Since it was first approved as a treatment option in 2007, sorafenib has remained the only therapy with proven efficacy in advanced HCC over the past decade. In 2018, the phase III trial of lenvatinib showed non-inferior survival versus sorafenib and remains another first-line option for advanced HCC. Other tyrosine kinase inhibitors (TKI), regorafenib and cabozantinib, also provided significantly improved survival in the second-line setting in patients who were refractory to sorafenib. Ramucirumab, a VEGF inhibitor, was also shown to offer survival benefits as a second-line option specifically for sorafenib-refractory patients with AFP ≥ 400 ng/dL.
More recently, another type of therapeutics, immune check point inhibitors (ICI), has presented a major breakthrough in treatment of advanced HCC. Nivolumab and pembrolizamab, an anti-PD-1 inhibitor, showed promising results and durable responses in Phase II trials, and thus achieved conditional FDA-approval as the second- line option. However, recent phase III tirlas of these agents have failed to meet their prespecified endpoints on treatment outcomes. Other immuno-targets, such as PD-L1 (durvalumab, atezolimumab, avelumab) or CTLA4 (tremelimumab, Ipilimumab) are currently being studied in clinical trials of advanced HCC.

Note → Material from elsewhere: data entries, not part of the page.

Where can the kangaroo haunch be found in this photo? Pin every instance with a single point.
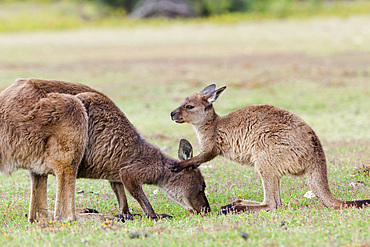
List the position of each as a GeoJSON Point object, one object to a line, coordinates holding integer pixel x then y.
{"type": "Point", "coordinates": [273, 140]}
{"type": "Point", "coordinates": [73, 131]}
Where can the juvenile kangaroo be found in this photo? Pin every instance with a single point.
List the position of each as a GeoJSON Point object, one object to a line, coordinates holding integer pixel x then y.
{"type": "Point", "coordinates": [71, 130]}
{"type": "Point", "coordinates": [273, 140]}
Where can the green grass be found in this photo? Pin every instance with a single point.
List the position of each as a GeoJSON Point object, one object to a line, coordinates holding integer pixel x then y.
{"type": "Point", "coordinates": [308, 66]}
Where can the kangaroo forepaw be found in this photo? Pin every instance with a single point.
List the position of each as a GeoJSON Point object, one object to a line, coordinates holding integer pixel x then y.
{"type": "Point", "coordinates": [89, 211]}
{"type": "Point", "coordinates": [160, 216]}
{"type": "Point", "coordinates": [122, 217]}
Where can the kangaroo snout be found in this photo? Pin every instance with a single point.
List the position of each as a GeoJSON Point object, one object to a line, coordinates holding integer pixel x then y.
{"type": "Point", "coordinates": [175, 116]}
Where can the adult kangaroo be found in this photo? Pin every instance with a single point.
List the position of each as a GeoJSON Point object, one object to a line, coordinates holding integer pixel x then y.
{"type": "Point", "coordinates": [71, 130]}
{"type": "Point", "coordinates": [273, 140]}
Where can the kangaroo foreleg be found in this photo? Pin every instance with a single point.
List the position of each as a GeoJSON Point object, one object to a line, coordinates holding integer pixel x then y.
{"type": "Point", "coordinates": [194, 162]}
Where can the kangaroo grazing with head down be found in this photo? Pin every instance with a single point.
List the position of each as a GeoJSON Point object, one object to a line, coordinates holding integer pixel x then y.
{"type": "Point", "coordinates": [73, 131]}
{"type": "Point", "coordinates": [273, 140]}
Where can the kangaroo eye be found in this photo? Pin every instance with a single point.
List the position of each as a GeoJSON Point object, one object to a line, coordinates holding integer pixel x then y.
{"type": "Point", "coordinates": [203, 186]}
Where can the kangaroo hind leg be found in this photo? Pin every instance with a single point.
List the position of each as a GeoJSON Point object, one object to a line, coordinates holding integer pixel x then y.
{"type": "Point", "coordinates": [271, 187]}
{"type": "Point", "coordinates": [64, 119]}
{"type": "Point", "coordinates": [38, 202]}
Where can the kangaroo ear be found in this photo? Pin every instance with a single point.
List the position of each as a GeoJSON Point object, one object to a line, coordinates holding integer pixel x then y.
{"type": "Point", "coordinates": [215, 94]}
{"type": "Point", "coordinates": [185, 150]}
{"type": "Point", "coordinates": [208, 90]}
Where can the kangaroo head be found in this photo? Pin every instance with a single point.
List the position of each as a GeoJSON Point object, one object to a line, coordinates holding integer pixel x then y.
{"type": "Point", "coordinates": [188, 186]}
{"type": "Point", "coordinates": [198, 107]}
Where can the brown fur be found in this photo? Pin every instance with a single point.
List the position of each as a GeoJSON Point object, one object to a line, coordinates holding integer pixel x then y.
{"type": "Point", "coordinates": [71, 130]}
{"type": "Point", "coordinates": [273, 140]}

The favorable treatment outcomes and acceptable toxicity profiles of ICI brought a treatment paradigm shift from a single therapy to combination strategies: ongoing trials are evaluating combination of anti-PD-1/anti-PD-L1/anti-CTLA4 as a backbone with TKIs, VEGF inhibitors, locoregional therapies, or even other ICI agents in hopes of further increasing objective responses and overall survival in this patient population. The IMbrave150 trial investigating the combination of atezolizumab (anti-PD-L1) and bevacizumab (anti-VEGF antibody) in patients with advanced HCC with no history of prior systemic therapy demonstrated a significant improvement in both OS and PFS over sorafenib. Based on the promising results, atezolizumab plus bevacizumab regimen was granted FDA approval for patients with unresectable HCC who have not received prior systemic therapy. This regimen not only gives insights into a new standard of first-line therapy for advanced HCC but also changing landscape of systemic therapy.

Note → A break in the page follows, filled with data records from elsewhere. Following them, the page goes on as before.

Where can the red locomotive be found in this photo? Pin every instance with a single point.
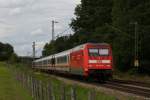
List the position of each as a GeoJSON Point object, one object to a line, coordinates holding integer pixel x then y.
{"type": "Point", "coordinates": [87, 60]}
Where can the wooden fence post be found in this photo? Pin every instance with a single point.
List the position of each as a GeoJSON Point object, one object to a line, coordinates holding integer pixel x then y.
{"type": "Point", "coordinates": [73, 93]}
{"type": "Point", "coordinates": [91, 95]}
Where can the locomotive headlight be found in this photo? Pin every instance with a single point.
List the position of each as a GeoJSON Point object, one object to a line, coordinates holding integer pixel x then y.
{"type": "Point", "coordinates": [106, 61]}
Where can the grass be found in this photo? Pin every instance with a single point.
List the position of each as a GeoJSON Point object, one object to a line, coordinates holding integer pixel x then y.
{"type": "Point", "coordinates": [132, 75]}
{"type": "Point", "coordinates": [81, 91]}
{"type": "Point", "coordinates": [10, 89]}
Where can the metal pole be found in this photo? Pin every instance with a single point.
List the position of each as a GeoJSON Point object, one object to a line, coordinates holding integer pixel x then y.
{"type": "Point", "coordinates": [33, 46]}
{"type": "Point", "coordinates": [136, 60]}
{"type": "Point", "coordinates": [52, 30]}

Currently, several combinations of anti-PD-1/anti-PD-L1 plus TKIs are being tested in different stages of HCC, including lenvatinib + pembrolizumab, camrelizumab + apatinib, atezolizumab + cabozantinib. These TKIs have reportedly immune modulatory effects as well as anti-angiogenic effects in tumor microenvironment, and thus are expected to enhance the antitumor property of ICI. Another promising combination strategy includes anti-PD-1/anti-PD-L1 plus anti-CTLA4 combination agents to achieve antitumor synergy. Trials of nivolumab plus ipilimumab, durvalumab plus tremelimumab, and triplet combination of cabozantinib, nivolumab, and ipilimumab for patients with sorafenib failure or advanced HCC are underway. Preliminary results of some studies are promising with more than twice objective response rates than a single agent as well as acceptable toxicity profiles, highlighting the increased antitumor effects of ICI combination therapy.

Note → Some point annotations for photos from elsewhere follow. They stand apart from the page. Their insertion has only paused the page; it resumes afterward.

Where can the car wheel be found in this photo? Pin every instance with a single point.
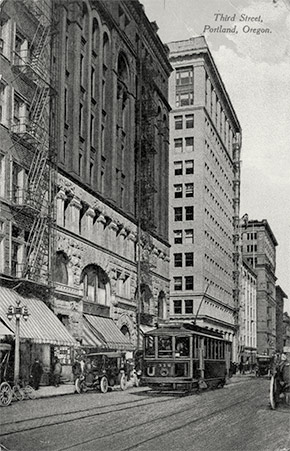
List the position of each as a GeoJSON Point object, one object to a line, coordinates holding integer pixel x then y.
{"type": "Point", "coordinates": [104, 384]}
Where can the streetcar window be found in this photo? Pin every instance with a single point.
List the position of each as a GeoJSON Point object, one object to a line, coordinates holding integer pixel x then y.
{"type": "Point", "coordinates": [149, 345]}
{"type": "Point", "coordinates": [164, 346]}
{"type": "Point", "coordinates": [181, 346]}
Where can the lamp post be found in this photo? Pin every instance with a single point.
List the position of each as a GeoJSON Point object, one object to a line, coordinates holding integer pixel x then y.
{"type": "Point", "coordinates": [19, 312]}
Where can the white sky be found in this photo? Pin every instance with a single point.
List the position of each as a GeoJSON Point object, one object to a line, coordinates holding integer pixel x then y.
{"type": "Point", "coordinates": [256, 72]}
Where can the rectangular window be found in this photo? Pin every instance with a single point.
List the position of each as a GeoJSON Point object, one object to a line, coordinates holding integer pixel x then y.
{"type": "Point", "coordinates": [189, 120]}
{"type": "Point", "coordinates": [178, 168]}
{"type": "Point", "coordinates": [178, 145]}
{"type": "Point", "coordinates": [177, 236]}
{"type": "Point", "coordinates": [189, 282]}
{"type": "Point", "coordinates": [178, 214]}
{"type": "Point", "coordinates": [184, 76]}
{"type": "Point", "coordinates": [81, 113]}
{"type": "Point", "coordinates": [177, 283]}
{"type": "Point", "coordinates": [189, 213]}
{"type": "Point", "coordinates": [178, 122]}
{"type": "Point", "coordinates": [189, 167]}
{"type": "Point", "coordinates": [189, 259]}
{"type": "Point", "coordinates": [189, 144]}
{"type": "Point", "coordinates": [177, 260]}
{"type": "Point", "coordinates": [189, 190]}
{"type": "Point", "coordinates": [188, 238]}
{"type": "Point", "coordinates": [177, 191]}
{"type": "Point", "coordinates": [184, 99]}
{"type": "Point", "coordinates": [188, 306]}
{"type": "Point", "coordinates": [177, 305]}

With the recent introduction of effective TKIs and ICIs, therapeutic options for advanced HCCs are rapidly expanding. While this progress is likely to offer improved outcomes for patients with advanced HCC, it has raised important issues regarding the optimal selection and sequencing of individual treatments. Based on a better knowledge of HCC therapeutics and differences in trial design, future efforts should be directed toward the development of biomarker-based therapy and new combination or sequential therapies with synergistic antitumor effects that can target multiple oncogenic pathways, which will provide the best therapeutic option for individual patients.